What to do about IAVL?

[aaronc]

This is linked to meta-issue #7096.

Summary

This issue discusses potential approaches to the ongoing maintenance or replacement of IAVL.

Problem Description

It our understanding that IAVL has effectively become an orphaned project within the Cosmos ecosystem. I don't have a good understanding of all of the issues related to IAVL, but welcome those with more context to share. /cc @ethanfrey @erikgrinaker @alexanderbez

Proposals

Overhaul IAVL

A complete overhaul has been proposed as one solution. I don't have the context fully for why this is needed, but would appreciate those who do to share those details here.

Replace IAVL

Replacing IAVL with a more mature alternative has been proposed as well. I'll just list out the alternatives that have been mentioned here:

• https://github.com/oasisprotocol/oasis-core/tree/master/go/storage/mkvs
  • @zmanian said: "It appears to support the same core features including state sync. I suspect it's of higher engineering quality and has a maintainer."
• https://github.com/lazyledger/smt
  • https://twitter.com/musalbas/status/1294624434226167810?s=21
  • has no GC/pruning
  • /cc @hxrts @marbar3778 @liamsi
• https://github.com/yihuang/libra-jellyfish-merkle
  • /cc @hxrts
  • https://github.com/crypto-com/chain/blob/6d22c38c62778a60a77324e86d12a000171fb3b0/architecture-docs/adr-003.md

[robert-zaremba]

@musalbas , We would need to do simulation. I think it's hard to estimate the SMT part.

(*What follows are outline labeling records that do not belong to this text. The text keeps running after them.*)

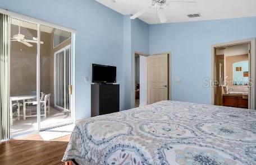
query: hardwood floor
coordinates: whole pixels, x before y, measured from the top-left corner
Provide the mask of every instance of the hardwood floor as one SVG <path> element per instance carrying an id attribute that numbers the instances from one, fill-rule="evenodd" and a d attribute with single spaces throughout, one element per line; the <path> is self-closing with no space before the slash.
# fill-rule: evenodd
<path id="1" fill-rule="evenodd" d="M 42 141 L 34 136 L 29 140 L 12 139 L 0 143 L 0 164 L 65 164 L 61 162 L 70 135 Z M 59 141 L 59 142 L 58 142 Z"/>

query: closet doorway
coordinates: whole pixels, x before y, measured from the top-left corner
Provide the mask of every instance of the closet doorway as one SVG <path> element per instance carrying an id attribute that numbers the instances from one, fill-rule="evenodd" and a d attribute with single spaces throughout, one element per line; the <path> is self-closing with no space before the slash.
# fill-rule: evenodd
<path id="1" fill-rule="evenodd" d="M 134 107 L 171 100 L 171 53 L 147 55 L 135 53 Z"/>

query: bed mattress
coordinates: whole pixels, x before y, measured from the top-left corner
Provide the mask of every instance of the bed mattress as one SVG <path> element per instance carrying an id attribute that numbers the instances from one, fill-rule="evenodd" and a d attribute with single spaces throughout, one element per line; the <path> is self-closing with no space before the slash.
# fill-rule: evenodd
<path id="1" fill-rule="evenodd" d="M 77 123 L 63 161 L 256 164 L 256 112 L 164 101 Z"/>

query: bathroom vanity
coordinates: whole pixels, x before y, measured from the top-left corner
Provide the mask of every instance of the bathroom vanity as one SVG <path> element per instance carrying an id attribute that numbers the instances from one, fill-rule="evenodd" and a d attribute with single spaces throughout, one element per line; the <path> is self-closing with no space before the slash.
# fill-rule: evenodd
<path id="1" fill-rule="evenodd" d="M 248 94 L 242 93 L 222 94 L 222 105 L 248 109 Z"/>

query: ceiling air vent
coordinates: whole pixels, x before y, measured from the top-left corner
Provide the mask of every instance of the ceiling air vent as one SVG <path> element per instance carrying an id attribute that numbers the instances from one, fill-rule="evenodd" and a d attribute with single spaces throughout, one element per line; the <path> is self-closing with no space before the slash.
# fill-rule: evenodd
<path id="1" fill-rule="evenodd" d="M 188 17 L 189 17 L 189 18 L 200 17 L 201 15 L 198 13 L 195 13 L 195 14 L 188 15 Z"/>

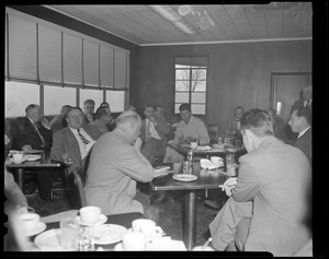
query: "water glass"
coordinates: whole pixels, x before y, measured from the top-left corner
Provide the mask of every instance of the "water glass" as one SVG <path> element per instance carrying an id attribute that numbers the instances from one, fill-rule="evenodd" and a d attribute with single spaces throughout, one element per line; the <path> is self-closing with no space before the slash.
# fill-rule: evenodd
<path id="1" fill-rule="evenodd" d="M 64 251 L 78 251 L 80 224 L 75 217 L 60 220 L 60 245 Z"/>

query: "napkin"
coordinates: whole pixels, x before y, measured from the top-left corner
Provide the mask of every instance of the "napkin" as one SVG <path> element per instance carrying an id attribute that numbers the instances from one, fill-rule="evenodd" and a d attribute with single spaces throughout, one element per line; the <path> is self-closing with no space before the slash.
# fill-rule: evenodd
<path id="1" fill-rule="evenodd" d="M 218 165 L 216 165 L 216 164 L 213 164 L 209 160 L 202 158 L 202 160 L 200 160 L 200 165 L 203 169 L 212 170 L 212 169 L 216 169 L 219 166 L 223 166 L 223 163 L 219 163 Z"/>

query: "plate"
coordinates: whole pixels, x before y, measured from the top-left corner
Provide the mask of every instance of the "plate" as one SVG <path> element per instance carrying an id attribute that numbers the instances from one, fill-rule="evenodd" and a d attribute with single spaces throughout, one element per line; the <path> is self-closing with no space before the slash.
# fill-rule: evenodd
<path id="1" fill-rule="evenodd" d="M 105 215 L 103 215 L 103 214 L 100 215 L 98 222 L 94 223 L 94 224 L 87 224 L 87 223 L 83 223 L 83 222 L 81 221 L 80 216 L 77 216 L 76 219 L 77 219 L 77 221 L 79 222 L 79 224 L 84 225 L 84 226 L 98 226 L 98 225 L 104 224 L 104 223 L 107 221 L 107 216 L 105 216 Z"/>
<path id="2" fill-rule="evenodd" d="M 116 224 L 104 224 L 94 227 L 94 244 L 105 245 L 121 242 L 127 228 Z"/>
<path id="3" fill-rule="evenodd" d="M 175 180 L 181 180 L 181 181 L 191 181 L 191 180 L 196 180 L 197 176 L 188 175 L 188 174 L 179 174 L 179 175 L 173 175 L 172 178 Z"/>
<path id="4" fill-rule="evenodd" d="M 34 236 L 34 235 L 43 232 L 44 229 L 46 229 L 46 227 L 47 227 L 46 224 L 44 222 L 39 221 L 34 229 L 29 231 L 25 234 L 26 234 L 26 236 Z"/>
<path id="5" fill-rule="evenodd" d="M 34 239 L 34 244 L 43 251 L 60 251 L 60 228 L 38 234 Z"/>
<path id="6" fill-rule="evenodd" d="M 27 161 L 37 161 L 41 158 L 41 155 L 24 155 Z"/>

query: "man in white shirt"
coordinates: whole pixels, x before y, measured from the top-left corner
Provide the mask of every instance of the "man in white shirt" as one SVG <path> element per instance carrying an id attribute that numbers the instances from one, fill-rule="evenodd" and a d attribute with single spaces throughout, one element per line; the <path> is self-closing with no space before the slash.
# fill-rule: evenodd
<path id="1" fill-rule="evenodd" d="M 200 145 L 209 144 L 211 138 L 204 122 L 192 115 L 191 105 L 182 104 L 180 106 L 182 120 L 178 123 L 174 139 L 170 142 L 173 144 L 190 144 L 197 142 Z M 167 146 L 163 163 L 182 162 L 184 156 L 170 146 Z"/>
<path id="2" fill-rule="evenodd" d="M 53 136 L 50 157 L 64 162 L 69 174 L 80 167 L 79 173 L 84 179 L 84 158 L 102 133 L 93 125 L 83 125 L 83 113 L 79 107 L 67 111 L 66 121 L 68 126 Z"/>
<path id="3" fill-rule="evenodd" d="M 311 111 L 300 106 L 293 110 L 288 125 L 298 133 L 294 146 L 302 150 L 311 164 Z"/>
<path id="4" fill-rule="evenodd" d="M 167 146 L 166 134 L 170 128 L 163 116 L 155 116 L 155 109 L 147 105 L 144 109 L 145 119 L 141 121 L 140 139 L 141 154 L 154 164 L 156 157 L 163 157 Z"/>

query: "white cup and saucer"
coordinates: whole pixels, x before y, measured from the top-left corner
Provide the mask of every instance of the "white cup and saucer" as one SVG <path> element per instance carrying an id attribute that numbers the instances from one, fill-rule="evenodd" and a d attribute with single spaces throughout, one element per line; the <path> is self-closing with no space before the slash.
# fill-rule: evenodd
<path id="1" fill-rule="evenodd" d="M 107 221 L 107 216 L 101 213 L 102 210 L 99 207 L 88 205 L 79 210 L 79 216 L 77 220 L 79 224 L 86 226 L 102 225 Z"/>

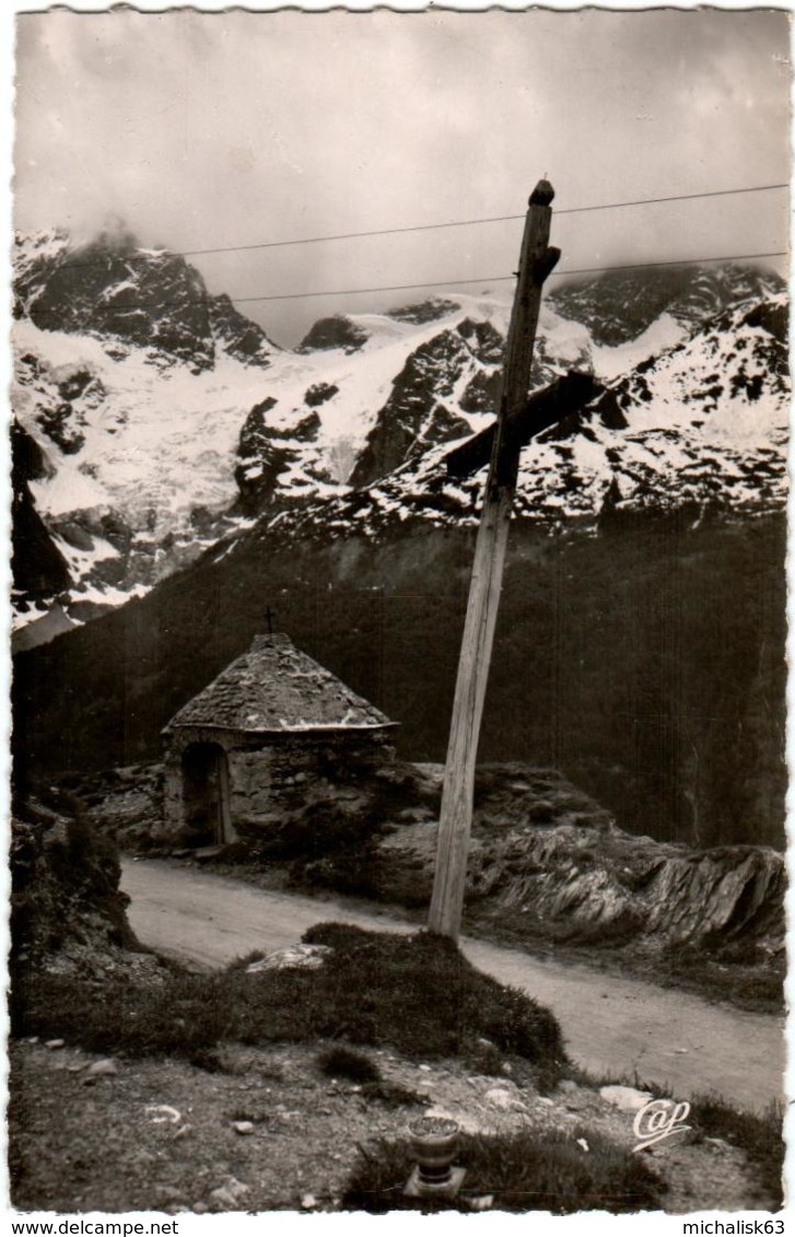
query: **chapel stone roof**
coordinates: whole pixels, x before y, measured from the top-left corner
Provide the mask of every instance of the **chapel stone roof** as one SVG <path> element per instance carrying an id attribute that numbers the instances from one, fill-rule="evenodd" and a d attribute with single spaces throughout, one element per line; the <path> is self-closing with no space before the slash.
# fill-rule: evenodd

1. AVL & Merk tree expected lookup time is log(n), worst case is 2log(n) (n=number of keys)
2. AVL & Merk lookup time = 1 is only for exactly one key.
3. SMT expected lookup time (assuming we have correctly randomized keys), is also log(n).
4. SMT worst case lookup time is 256=log(N) (N=domain size) -- but that should happen only to few keys (if any).

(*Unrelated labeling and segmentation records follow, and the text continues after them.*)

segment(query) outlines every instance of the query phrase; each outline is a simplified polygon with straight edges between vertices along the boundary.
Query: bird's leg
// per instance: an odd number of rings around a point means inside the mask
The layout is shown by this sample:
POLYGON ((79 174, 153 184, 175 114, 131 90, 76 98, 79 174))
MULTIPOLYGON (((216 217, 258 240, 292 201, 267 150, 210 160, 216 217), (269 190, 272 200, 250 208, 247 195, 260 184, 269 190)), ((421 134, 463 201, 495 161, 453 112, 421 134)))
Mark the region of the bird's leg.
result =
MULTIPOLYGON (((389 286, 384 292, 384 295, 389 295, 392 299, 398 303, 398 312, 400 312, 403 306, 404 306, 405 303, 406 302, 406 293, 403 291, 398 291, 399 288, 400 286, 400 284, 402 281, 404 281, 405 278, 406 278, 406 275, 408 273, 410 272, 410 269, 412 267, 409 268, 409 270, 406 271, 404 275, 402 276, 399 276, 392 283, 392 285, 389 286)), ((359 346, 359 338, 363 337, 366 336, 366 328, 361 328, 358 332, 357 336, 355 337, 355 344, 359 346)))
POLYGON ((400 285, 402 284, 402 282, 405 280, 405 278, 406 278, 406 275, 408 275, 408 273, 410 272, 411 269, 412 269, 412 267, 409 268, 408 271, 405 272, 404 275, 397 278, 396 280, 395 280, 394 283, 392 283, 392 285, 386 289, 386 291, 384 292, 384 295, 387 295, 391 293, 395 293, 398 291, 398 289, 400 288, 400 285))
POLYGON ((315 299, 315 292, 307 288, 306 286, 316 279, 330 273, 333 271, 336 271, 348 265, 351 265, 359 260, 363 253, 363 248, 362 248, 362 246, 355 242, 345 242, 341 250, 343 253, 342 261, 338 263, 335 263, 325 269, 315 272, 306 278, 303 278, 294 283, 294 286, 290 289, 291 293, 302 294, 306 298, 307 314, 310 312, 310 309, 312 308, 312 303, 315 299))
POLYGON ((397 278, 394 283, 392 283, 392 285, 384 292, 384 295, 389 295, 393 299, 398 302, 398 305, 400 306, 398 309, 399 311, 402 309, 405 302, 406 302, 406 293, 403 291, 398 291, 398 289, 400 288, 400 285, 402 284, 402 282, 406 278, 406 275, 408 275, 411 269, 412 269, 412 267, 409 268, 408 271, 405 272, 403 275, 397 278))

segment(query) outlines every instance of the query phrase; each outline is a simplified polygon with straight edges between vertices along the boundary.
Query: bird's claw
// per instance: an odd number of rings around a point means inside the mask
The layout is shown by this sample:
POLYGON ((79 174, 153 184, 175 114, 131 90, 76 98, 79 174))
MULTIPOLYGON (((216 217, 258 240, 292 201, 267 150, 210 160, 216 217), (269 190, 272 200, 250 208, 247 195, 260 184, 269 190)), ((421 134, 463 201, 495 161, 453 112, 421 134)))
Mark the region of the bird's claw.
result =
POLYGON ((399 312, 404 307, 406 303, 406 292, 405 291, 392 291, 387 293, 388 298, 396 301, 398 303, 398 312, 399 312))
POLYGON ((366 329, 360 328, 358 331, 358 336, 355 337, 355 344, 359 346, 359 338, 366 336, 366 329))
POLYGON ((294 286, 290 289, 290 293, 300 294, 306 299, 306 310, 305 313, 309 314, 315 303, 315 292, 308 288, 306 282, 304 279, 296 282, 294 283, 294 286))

Re: storing nodes by key: this will depend on the key convention, and an average key size.

• For Merk is avg_key_size*n
• For SMT it's n/c * log(n) for some constant c>1 So the question is: avg_key_size <? log(n)/c

[robert-zaremba]

• For c=2.5 and n=2^25 we have avg_key_size <? 10
• For c=2 and n=2^30 we have avg_key_size <? 15

I have no idea what the c could be except that it decreases when n increases.

[robert-zaremba]

An interesting paper has been recently published for storage commitments, which could be an alternative for SMT: Using Homomorphic hashes in coded blockchains

[tarcieri]

I see this issue's description already links to libra-jellyfish-merkle, but see also Compact Sparse Merkle Trees, which are a very similar idea:

https://osf.io/8mcnh/

[hxrts]

I guess github references from discussions → issues don't work just yet, but there is some discussion of this wrt parallelism here: https://github.com/cosmos/cosmos-sdk/discussions/8134#discussioncomment-229639

Also here's an ethresearch thread on the compact SMT paper tony posted above https://ethresear.ch/t/compact-sparse-merkle-trees/3741

[UnitylChaos]

I think under the propose separation of concerns (State storage as separate from storage commitments), it would be highly beneficial to consider storage solutions other than simple key/value stores. In particular classical SQL database systems.

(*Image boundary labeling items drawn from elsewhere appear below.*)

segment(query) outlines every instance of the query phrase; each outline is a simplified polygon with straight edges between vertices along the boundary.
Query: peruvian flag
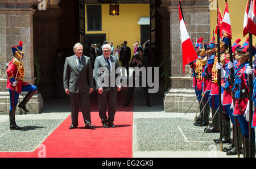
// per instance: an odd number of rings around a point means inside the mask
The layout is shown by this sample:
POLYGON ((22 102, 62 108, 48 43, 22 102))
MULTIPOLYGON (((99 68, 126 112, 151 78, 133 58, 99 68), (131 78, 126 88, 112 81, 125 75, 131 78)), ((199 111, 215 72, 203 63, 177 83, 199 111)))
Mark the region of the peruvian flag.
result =
MULTIPOLYGON (((221 23, 221 30, 228 35, 228 36, 232 39, 232 35, 231 33, 231 22, 230 17, 229 16, 229 9, 228 2, 225 3, 225 7, 224 10, 224 14, 223 14, 222 22, 221 23)), ((221 36, 220 36, 221 37, 221 36)))
POLYGON ((251 5, 248 13, 247 29, 251 34, 256 36, 256 0, 251 1, 251 5))
POLYGON ((218 8, 217 9, 217 11, 218 12, 218 23, 217 23, 216 28, 215 29, 215 33, 217 34, 217 30, 218 29, 218 29, 220 29, 220 37, 222 37, 222 31, 221 28, 222 18, 221 17, 221 14, 220 13, 218 8))
POLYGON ((247 24, 248 23, 248 13, 249 13, 249 2, 247 2, 246 9, 245 9, 245 16, 243 16, 243 37, 248 33, 248 30, 247 29, 247 24))
POLYGON ((179 11, 180 16, 180 30, 182 45, 182 61, 183 75, 185 75, 185 66, 197 59, 197 55, 195 50, 191 39, 188 35, 185 23, 183 20, 180 0, 179 2, 179 11))

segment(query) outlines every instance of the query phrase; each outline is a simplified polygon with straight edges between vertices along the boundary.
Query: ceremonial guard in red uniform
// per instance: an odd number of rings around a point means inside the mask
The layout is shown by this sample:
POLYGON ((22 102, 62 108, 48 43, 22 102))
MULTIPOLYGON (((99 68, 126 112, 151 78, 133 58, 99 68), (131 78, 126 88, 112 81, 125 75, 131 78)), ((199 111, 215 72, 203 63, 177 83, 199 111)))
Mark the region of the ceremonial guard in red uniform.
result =
MULTIPOLYGON (((204 88, 203 91, 205 92, 205 95, 207 98, 208 104, 212 109, 212 117, 213 117, 216 109, 213 108, 212 106, 212 96, 210 95, 212 89, 212 70, 214 62, 214 48, 216 46, 215 39, 213 38, 212 41, 209 44, 207 48, 206 53, 207 54, 207 63, 205 66, 204 71, 203 73, 204 76, 204 88)), ((218 120, 215 119, 212 121, 212 122, 209 125, 209 128, 205 129, 205 132, 212 133, 215 132, 215 129, 218 128, 218 120)))
POLYGON ((18 107, 24 111, 28 112, 26 107, 26 103, 28 102, 32 95, 36 92, 36 87, 24 82, 25 72, 23 63, 22 59, 24 57, 22 51, 22 42, 19 43, 19 45, 11 47, 14 57, 8 64, 6 71, 8 77, 6 84, 6 89, 10 92, 10 129, 11 130, 20 130, 22 128, 18 126, 15 122, 16 107, 19 100, 19 94, 22 91, 28 92, 18 107))
MULTIPOLYGON (((199 104, 200 107, 200 110, 201 113, 199 116, 197 118, 196 122, 194 125, 198 125, 198 124, 201 123, 204 119, 204 112, 207 112, 207 108, 205 108, 204 111, 203 111, 203 104, 200 104, 201 99, 204 99, 205 101, 206 99, 202 98, 203 94, 203 78, 202 77, 202 73, 204 70, 203 60, 200 54, 201 53, 203 49, 203 37, 201 37, 199 38, 197 41, 197 44, 195 47, 195 50, 196 50, 196 54, 198 56, 198 58, 189 63, 190 67, 191 68, 193 75, 193 86, 192 87, 195 88, 195 91, 196 92, 196 95, 197 100, 199 100, 199 104)), ((206 125, 206 124, 205 124, 206 125)))
MULTIPOLYGON (((226 143, 226 140, 230 140, 230 133, 231 132, 230 130, 230 120, 231 122, 233 124, 233 143, 231 146, 228 147, 225 147, 223 150, 223 151, 227 152, 226 154, 228 155, 236 155, 237 154, 237 149, 236 147, 236 136, 234 135, 234 126, 235 126, 235 122, 234 116, 233 115, 233 98, 232 98, 232 86, 230 85, 231 79, 230 79, 230 69, 234 67, 234 65, 236 65, 237 64, 237 61, 235 60, 234 58, 234 52, 236 49, 239 48, 241 45, 239 44, 239 43, 241 41, 240 39, 238 39, 235 43, 233 44, 232 48, 232 53, 231 54, 229 54, 229 52, 226 52, 225 55, 223 55, 223 57, 224 58, 224 63, 225 65, 223 66, 223 69, 221 67, 220 65, 218 65, 218 69, 221 69, 221 71, 224 71, 224 77, 223 78, 223 95, 222 97, 222 109, 225 111, 222 113, 222 128, 224 129, 224 138, 222 139, 222 143, 226 143), (230 56, 233 58, 233 63, 230 61, 230 56)), ((217 64, 218 65, 218 64, 217 64)), ((217 66, 216 66, 217 67, 217 66)), ((242 146, 242 134, 241 133, 240 128, 238 126, 238 142, 239 145, 242 146)), ((220 140, 214 140, 216 143, 219 143, 220 140)), ((241 147, 240 147, 241 149, 241 147)))
POLYGON ((197 73, 197 75, 200 81, 200 85, 201 85, 202 92, 201 95, 201 97, 203 97, 201 98, 203 99, 201 106, 203 106, 203 111, 200 110, 201 113, 199 117, 197 118, 196 122, 194 123, 194 125, 196 126, 207 126, 209 124, 210 106, 208 104, 207 104, 209 95, 207 95, 205 91, 204 91, 205 82, 204 73, 205 72, 205 65, 207 64, 207 54, 206 53, 207 47, 207 44, 201 43, 197 50, 198 53, 200 52, 199 56, 200 59, 199 58, 196 62, 196 72, 197 73))
MULTIPOLYGON (((249 43, 247 40, 246 40, 240 48, 237 48, 236 50, 236 59, 238 60, 239 63, 235 66, 234 84, 232 90, 235 93, 236 103, 233 114, 238 120, 242 134, 243 135, 243 156, 245 157, 248 157, 249 126, 250 125, 248 122, 249 116, 249 111, 246 109, 249 102, 249 92, 248 77, 250 74, 253 73, 253 71, 249 66, 249 63, 248 60, 249 53, 249 43)), ((255 77, 254 74, 254 76, 255 77)), ((253 135, 255 136, 255 134, 253 133, 253 135)), ((253 142, 255 142, 255 137, 253 137, 253 142)), ((254 146, 255 147, 255 145, 254 146)))

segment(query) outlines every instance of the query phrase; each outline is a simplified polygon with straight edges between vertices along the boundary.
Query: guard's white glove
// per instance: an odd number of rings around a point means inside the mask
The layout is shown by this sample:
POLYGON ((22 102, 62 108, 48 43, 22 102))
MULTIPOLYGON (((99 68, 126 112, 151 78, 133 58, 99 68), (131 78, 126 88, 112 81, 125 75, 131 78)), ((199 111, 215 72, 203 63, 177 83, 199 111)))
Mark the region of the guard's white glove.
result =
POLYGON ((18 82, 17 81, 15 81, 14 82, 13 82, 13 86, 15 86, 17 84, 18 82))
POLYGON ((253 74, 253 81, 254 80, 255 76, 253 73, 253 70, 254 69, 254 65, 253 65, 253 69, 251 69, 251 66, 247 66, 246 70, 245 70, 245 73, 249 76, 250 74, 253 74))
POLYGON ((230 109, 234 109, 234 102, 233 102, 233 100, 232 100, 232 103, 231 103, 231 105, 230 105, 230 109))
POLYGON ((246 67, 246 70, 245 70, 245 73, 247 75, 249 75, 250 74, 253 74, 253 69, 251 69, 251 66, 247 66, 246 67))
POLYGON ((229 61, 228 64, 228 68, 230 69, 231 68, 234 67, 234 64, 232 62, 229 61))
POLYGON ((245 113, 243 114, 243 117, 245 117, 245 120, 247 121, 250 121, 250 102, 248 100, 247 103, 246 109, 245 110, 245 113))
POLYGON ((217 69, 220 69, 221 70, 221 69, 223 69, 222 66, 223 65, 222 65, 222 64, 221 63, 219 64, 218 62, 217 62, 216 67, 217 69))
POLYGON ((216 64, 216 66, 215 66, 215 67, 217 69, 220 69, 221 70, 221 78, 222 79, 224 76, 225 76, 225 74, 226 73, 226 71, 224 70, 224 69, 223 69, 222 67, 222 64, 221 63, 218 63, 217 62, 216 64))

For my own work I've been coming to the conclusion that it would be REALLY nice to have the state stored in an SQL database, which would allow for the use of multiple indexes and join queries in transaction processing. My understanding is that the mature SQL databases are extremely well supported, highly efficient, with built in support for caching, indexes, ACID compliance, complex queries, etc.

They may not be as fast for raw lookups as a simple key/value store, but I would bet any production grade SQL db would out perform IAVL/goleveldb (or any other Merkle tree on top of a kv store) for most modules. Especially any that make use of iterators, since AFAIK each step of the iterator requires (at minimum) another lookup (log(n)) in the nodedb. Whereas getting a series of results from an SQL table is done in a single query and is almost certainly O(log(n)) if the iterated key has an index.

An SQL DB would also trivialize the whole "MultiStore" process, by just using multiple tables, rather than a single tree with key prefixes. Table names could easily be prefixed by module name to create the same sort of module based isolation within a shared store.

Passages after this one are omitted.